There is only one constant to learning in schools - innovation in teaching. It works wonders if adopted properly, said an analysis on innovations in teaching under Sarva Siksha Abhiyan.
Pokemon, an animated character, helped students in Delhi government schools to grasp what they learnt till primary level, before graduating to the upper primary level.
"It helps students to understand the lessons as they can relate with Pokemon easily than with a character in a book," said Siksha Sangam, a compilation of the unique learning models.
The Delhi model has been indigenously prepared by State Council for Education Research and Training (SCERT)and was initially introduced in 200 schools and is now being expanded to another 300 schools. A similar programme for classes till X is also being developed.
Computer would not have worked in East Godavari district of Andhra Pradesh, but a school on a boat brought children from 170 deprived families to classrooms.
Bring the children to schools under National Child Labour Project had failed. "Providing schools close to their homes helped," the compilation said. These families are living on boats for decades.
The best methods are not restricted to conventional schools. Even minorities can gain if they are ready to modify madrassa system of learning as done in West Bengal.
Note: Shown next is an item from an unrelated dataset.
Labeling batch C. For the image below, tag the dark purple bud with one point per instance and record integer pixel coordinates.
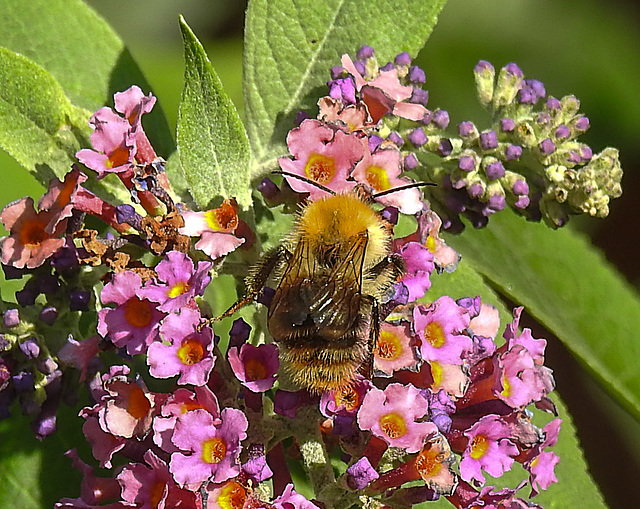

Along with religious teaching, conventional books translated in Arabic are being taught, thereby helping the students to compete with others. Specialised training under SSA has been given to teachers for the new modules.
Girls in schools in Gujarat are being used as a tool to impart education to mothers. In Gujarat, class VII schools girls took the task of educating their mothers with the help of SSA volunteers.
In Haryana, a state with lowest sex ratio in the country, bicycles helped in retaining girls in schools. The state government has bicycles to 21,000 girls who have taken admission in upper primary level.
Hundreds of such examples are listed in the compilation, which can now be replicated in different parts of the country. “We want to study the new innovations in learning and see whether can be implemented in other parts of the country. There can also be an answer for a particular problem in a schools in Assam with an innovative method adopted in Kerala,” a senior ministry official said.
The official added that the study shows that learning cannot be limited to just classrooms. There have been successful projects on multi-lingual teaching, teaching about neighbourhood and reading material for vocations, which have improved students learning capabilities.